No ordinary muse – an interview with Roy Anthony Brownposted June 20, 2002 at 3:06 pm in Interviews
Seamlessly and apparently effortlessly, Roy Anthony Brown, with his sincere charm, unassuming affability and gentle nature, has been a constant figure throughout one of the most exciting epochs in music and fashion. As a dancer, model, singer and musician, Roy´s CV is roster of the most influential, talented and creative forces in fashion, performance and music that have emerged in the last 20 years.
Having trained in graphic design, Roy moved to London from his Birmingham hometown where he grew up with his Jamaican parents and Jamaican-Chinese grandmother. "I got onto the club scene as I used to hang out at Hyper Hyper." Roy subsequently got a job at the Kensington fashion emporium. During this time, in the late ´80s, Roy encountered leading UK dancer−choreographer Les Child who had just formed his voguing dance troupe House of Child and invited Roy to join. "I went to NY where Les met with RuPaul and Lady Bunny. It was absolutely mental. I was a young boy taking it all in, as well as being part of it."
David Holah of the celebrated fashion-line Bodymap saw Roy perform and asked him to appear in the fashion line´s last ever catwalk show: "I was voguing down the runway. Then Pam Hogg, an old friend, asked me to model for her, and that got me thinking." Endowed with such strikingly alluring looks, Roy´s modelling potential was obvious. He was approached by So Dam Tuff agency with an invitation to join their books.
From ´91 for over ten years, Roy enjoyed huge success as a model, appearing in some of the most prestigious publications and advertising campaigns throughout the world.
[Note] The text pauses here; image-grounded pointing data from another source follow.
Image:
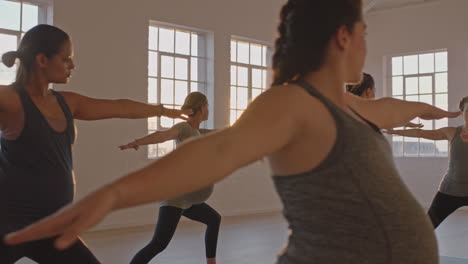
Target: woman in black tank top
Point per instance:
(304, 128)
(38, 131)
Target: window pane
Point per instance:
(441, 123)
(441, 101)
(152, 151)
(233, 97)
(233, 75)
(265, 56)
(412, 98)
(426, 147)
(441, 62)
(233, 117)
(397, 85)
(426, 99)
(194, 44)
(411, 85)
(152, 123)
(167, 67)
(242, 76)
(153, 38)
(397, 146)
(425, 84)
(7, 43)
(255, 93)
(153, 64)
(10, 13)
(264, 79)
(181, 92)
(166, 40)
(183, 43)
(243, 52)
(441, 148)
(255, 54)
(256, 78)
(426, 63)
(181, 69)
(166, 147)
(411, 146)
(233, 51)
(167, 91)
(152, 90)
(397, 66)
(242, 98)
(30, 17)
(411, 64)
(441, 83)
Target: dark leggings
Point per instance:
(168, 219)
(443, 205)
(44, 252)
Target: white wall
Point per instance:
(419, 28)
(110, 43)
Despite this, he never fully identified with the job: "I was the Kate Moss of male models at that particular time. I´m not six feet tall, muscular with a small waist. I never saw myself as a model."
He was the first black male model to appear in magazines such as L´Uomo Vogue where he was shot by the celebrated photographer Tyen, who Roy had been told "never took pictures of black men". Eventually tiring of the "pretentious" side of fashion, he described his position as "just hideous. It was, for me, being in an industry that doesn´t cater solely for a lot of black guys, or black period."
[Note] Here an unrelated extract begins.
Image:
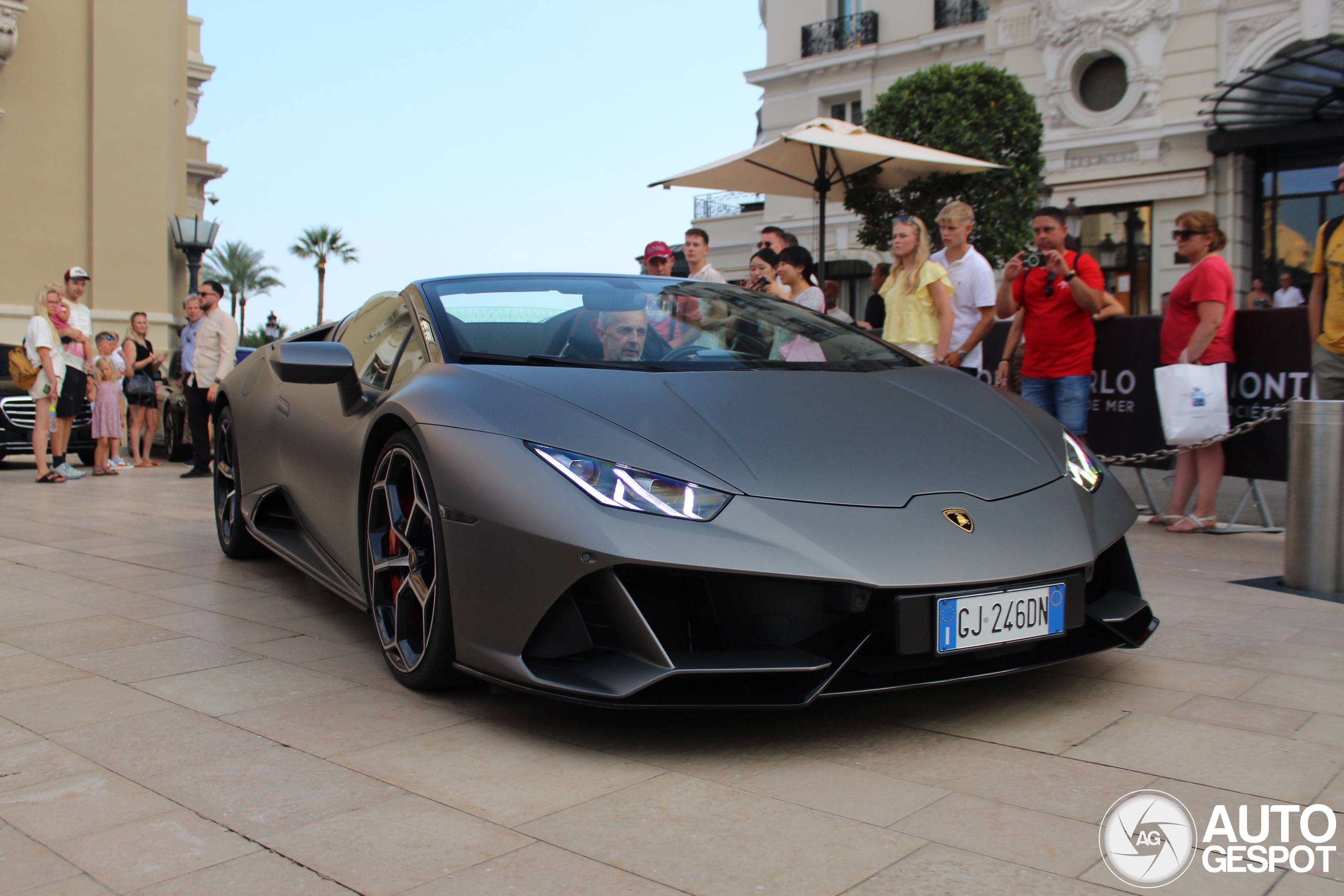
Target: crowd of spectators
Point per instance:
(120, 378)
He continues, "I was doing stuff with Gaultier and had started working for German Vogue, L´Uomo Vogue − both for Tyen in fact − and Vogue International, always being told ´Oh aren´t you lucky´. And I thought why? ‘You´re the only black guy in the magazine´. Once I turned around on a shoot and said, "Don´t you think it´s disgusting and really embarrassing that I am the first black guy?" I want there to have been a string of other black models but if I am the first then hopefully after me there´s going to be a lot of other guys. It shouldn´t be just because of their colour. It should be because they are good models."
Having always harboured ambitions to sing, in ´96 joined Roy joined the rock band Recreation. "Singing has always been part of soul, my consciousness. Modelling and dancing are all kinds of performance so it was a natural progression to go into music." A year later, having gigged successfully around the UK, a line-up change took place and Recreation became Platinum, trafficking its influence from rock, blues and soul, with a backdrop of heavy drums and huge bass sounds. Platinum "turned into This Is War when we got a different drummer", Roy tells me. In 2001 he gave up modelling completely to concentrate on music.
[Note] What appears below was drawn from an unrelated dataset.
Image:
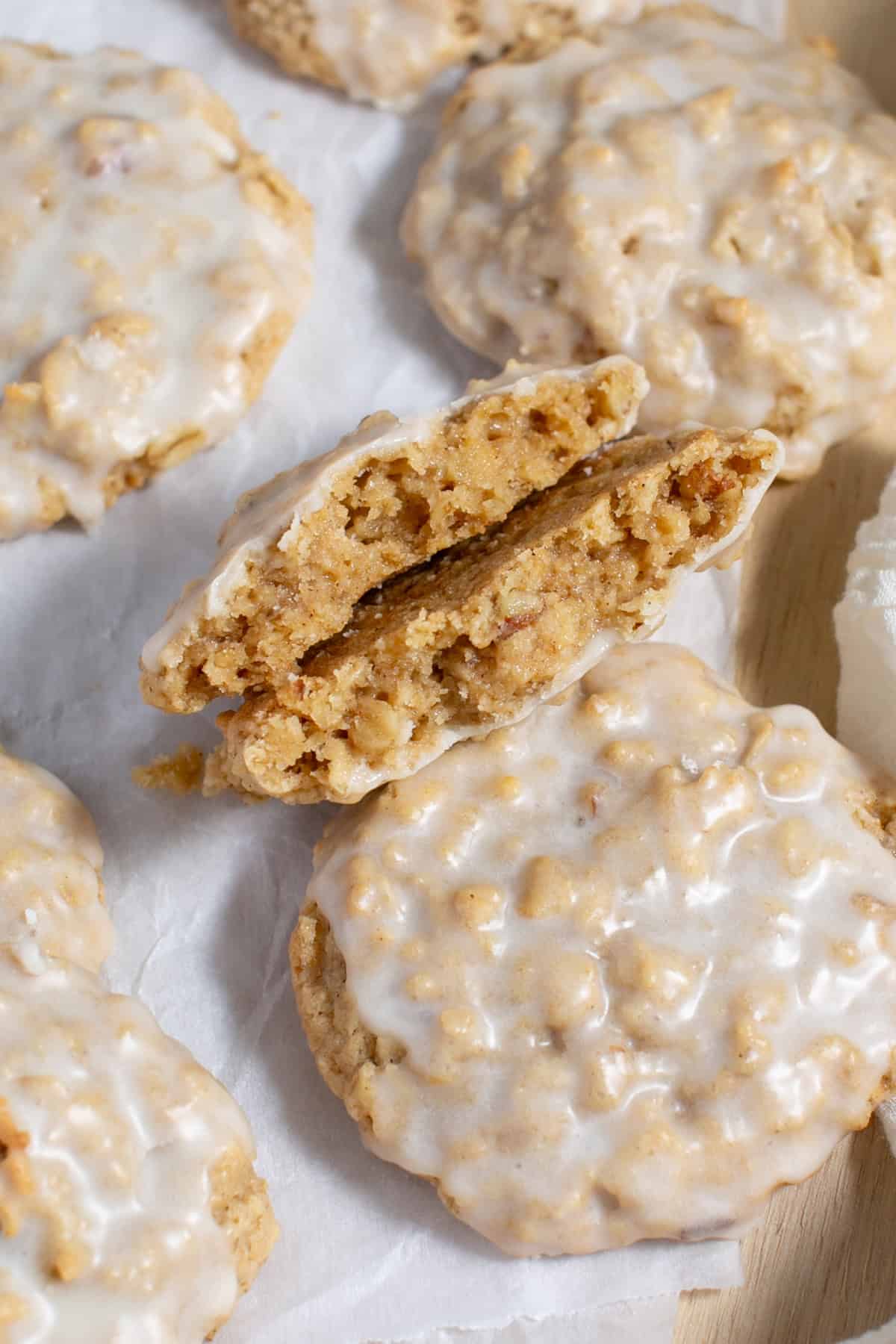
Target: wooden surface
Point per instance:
(822, 1265)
This Is War recorded EP "This is War" at the Portishead studio. "I was very nervous," Roy recalls. "I have been in big studios before it was very professional and full-on and no messing around" They headlined the Underworld but decided, "We got as far as we could have gone."
Now making music as a solo artist, Roy INC, layering a hypnotic, electronic sheen, over Grace Jones references and dubby tinges, Roy´s haunting sultry vocals weave in and out of the sound. He has also enrolled at music college in London order "to acquire the language to be able to communicate with musicians in studios not just being a singer-songwriter but to be a composer and arranger". Currently working on an album and collaborating with song-writing and producer team Paul Tierney and Fraser McCormick, Roy has just performed his first solo gig.
Performing at the photographer Juergen Teller´s closing exhibition at Vienna´s Christine Koening Gallery, Roy´s show to the packed out gallery was witnessed by Juergen and his wife, gallerist, Sadie Cole, plus producer Paul Tierney. Zoe Bedeaux was Creative Director, who Roy describes as "wonderful".
It looks like he may be making a return to modelling too. "I´ve just shot by photographer Andreas Bitesnich – he´s working on two coffee table books, Nudes and The Celebrity Book. Plus he´s included in the New Thierry Mugler Galaxy Glamour book, featuring the late, great vouger Willie Ninja.
He also reveals he´s been shot with the Missoni family and friends − again working with Teller − and he´ll be the face and body for this years´ House of Organza. In addition, illustrator Per Dybvig has drawn Roy for his latest publication, The Vienna Drawing Book. He has also tried his hand at film with a starring role in Adham Faramawy´s gallery film piece Legends II.